Store numbers and size
One of Mr Garnier's insights has been that the move to constantly increase store sizes in big box retail might not be the best way to go in the future. As he stated in his prepared remarks:
We continue to increase our store numbers, while aiming to reduce the average size per store. We are doing this by opening more 'compact stores' and 'medium-box' stores, and by 'rightsizing' a relatively small proportion of our larger format 'big-box' stores.
Compact stores are an important driver for continued market share growth in urban areas. Last year we tested 20 new compact stores across the UK, France and Poland. These tests took place in urban retail parks, high streets and in supermarkets.
The company has trialled size reductions on larger stores, with what Mr Garnier considers strong results:
The B&Q results have been very good, with space reductions of 15 to 30% all taken over by discounter retailers. Since reopening, the stores have exceeded our performance expectations, with strong sales retention and improved profitability.
Following on from these trials, we have now finalised our assessment of our property portfolio and future space requirements across Kingfisher. We are announcing today that up to 40 'big-box' stores across B&Q and Castorama France will be rightsized over the next 10 years. This will include a reallocation of space to e-commerce operations and 'dark stores'. The space reduction equates to circa 3% to 4% of the combined selling space of B&Q and Castorama France.
One way of looking at what is happening at Kingfisher and other global large home improvement markets is something of a re-segmentation of the markets.

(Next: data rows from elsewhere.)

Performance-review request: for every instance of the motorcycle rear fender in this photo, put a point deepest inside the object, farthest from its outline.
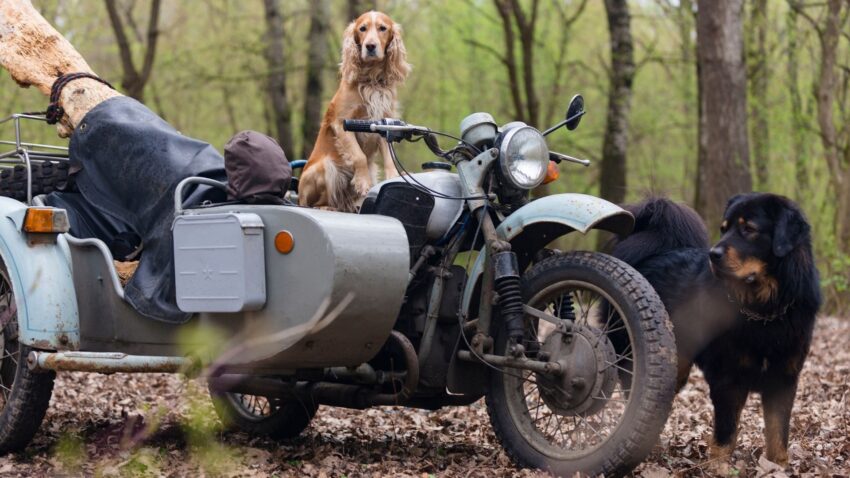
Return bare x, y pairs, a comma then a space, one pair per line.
40, 274
540, 222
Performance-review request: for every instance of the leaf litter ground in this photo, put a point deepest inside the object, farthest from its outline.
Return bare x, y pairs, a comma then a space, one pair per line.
163, 425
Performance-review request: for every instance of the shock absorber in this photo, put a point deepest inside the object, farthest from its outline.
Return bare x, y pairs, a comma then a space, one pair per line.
507, 284
565, 308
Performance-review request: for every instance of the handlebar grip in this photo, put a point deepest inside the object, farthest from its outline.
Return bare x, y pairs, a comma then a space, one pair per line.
359, 126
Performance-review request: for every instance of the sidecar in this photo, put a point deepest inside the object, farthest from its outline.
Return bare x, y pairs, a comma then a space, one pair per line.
284, 289
289, 287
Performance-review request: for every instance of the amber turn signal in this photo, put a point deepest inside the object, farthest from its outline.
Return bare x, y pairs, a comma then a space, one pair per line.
283, 242
46, 220
552, 173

Re-segmentation typically occurs when products and practices "jump over" what are really income/wealth levels.
For example, pre-pandemic DIY was something that households on a budget would be more actively interested in than more established, wealthier households. The pandemic helped to change that as DIFM/trade simply wasn't an option, and with more people isolated at home with few options, DIY seemed an interesting activity.
Post-pandemic, these segments are now more jumbled, with the main drivers being simply ability, time and inclination. Kingfisher quotes some very encouraging numbers for people in the 18 to 29 year-old age range, with 58% of them reporting increased DIY activity, and 52% intending to do more.

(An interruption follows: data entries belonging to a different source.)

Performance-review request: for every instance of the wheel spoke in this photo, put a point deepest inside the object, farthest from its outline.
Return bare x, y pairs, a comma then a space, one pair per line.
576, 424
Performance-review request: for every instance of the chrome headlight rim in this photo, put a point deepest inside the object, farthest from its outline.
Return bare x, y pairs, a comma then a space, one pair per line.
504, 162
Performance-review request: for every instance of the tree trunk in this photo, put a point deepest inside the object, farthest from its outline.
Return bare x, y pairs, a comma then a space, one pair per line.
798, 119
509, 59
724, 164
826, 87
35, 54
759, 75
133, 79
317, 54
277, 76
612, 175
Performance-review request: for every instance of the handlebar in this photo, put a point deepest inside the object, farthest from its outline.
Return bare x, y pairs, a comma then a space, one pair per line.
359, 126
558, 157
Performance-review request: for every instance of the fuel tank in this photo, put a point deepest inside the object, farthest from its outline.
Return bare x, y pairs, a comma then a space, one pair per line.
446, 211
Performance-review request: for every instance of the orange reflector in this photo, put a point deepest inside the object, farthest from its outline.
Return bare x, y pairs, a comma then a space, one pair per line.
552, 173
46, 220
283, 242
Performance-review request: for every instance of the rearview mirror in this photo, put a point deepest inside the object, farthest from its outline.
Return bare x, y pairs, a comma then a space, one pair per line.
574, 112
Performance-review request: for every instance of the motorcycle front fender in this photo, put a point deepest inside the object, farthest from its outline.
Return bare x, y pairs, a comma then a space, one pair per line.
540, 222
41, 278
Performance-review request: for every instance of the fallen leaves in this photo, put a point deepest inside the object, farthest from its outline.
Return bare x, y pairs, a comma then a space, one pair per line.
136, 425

Yet in some ways this kind of re-segmentation really misses the point. Kingfisher also reports that 40% of its customers are doing WFH, and that most of these predict this will not change for at least the entirely of 2022. That is a really radical shift in how people use and relate to their home space, and it points to a greater revolution that is underway.
The real face-off that we're seeing at the moment is between people who accept that the pandemic has made strong, permanent changes to cultures and societies, and those who long for a return to how things were in 2019. The key to understanding how this works is that the pandemic has functioned as much as a catalyst as a reagent in encouraging these changes. For example, imposed social isolation revealed just how bizarre, in the age of computers, smartphones and high-speed internet, the idea of a five days a week mass migration to cities by workers had become.
What is most important about the people committed to changing how their dwelling works as a home is that this type of revolution is not about re-doing a couple of rooms, adding storage or painting walls a new colour. People are really re-thinking how their entire dwelling works for them.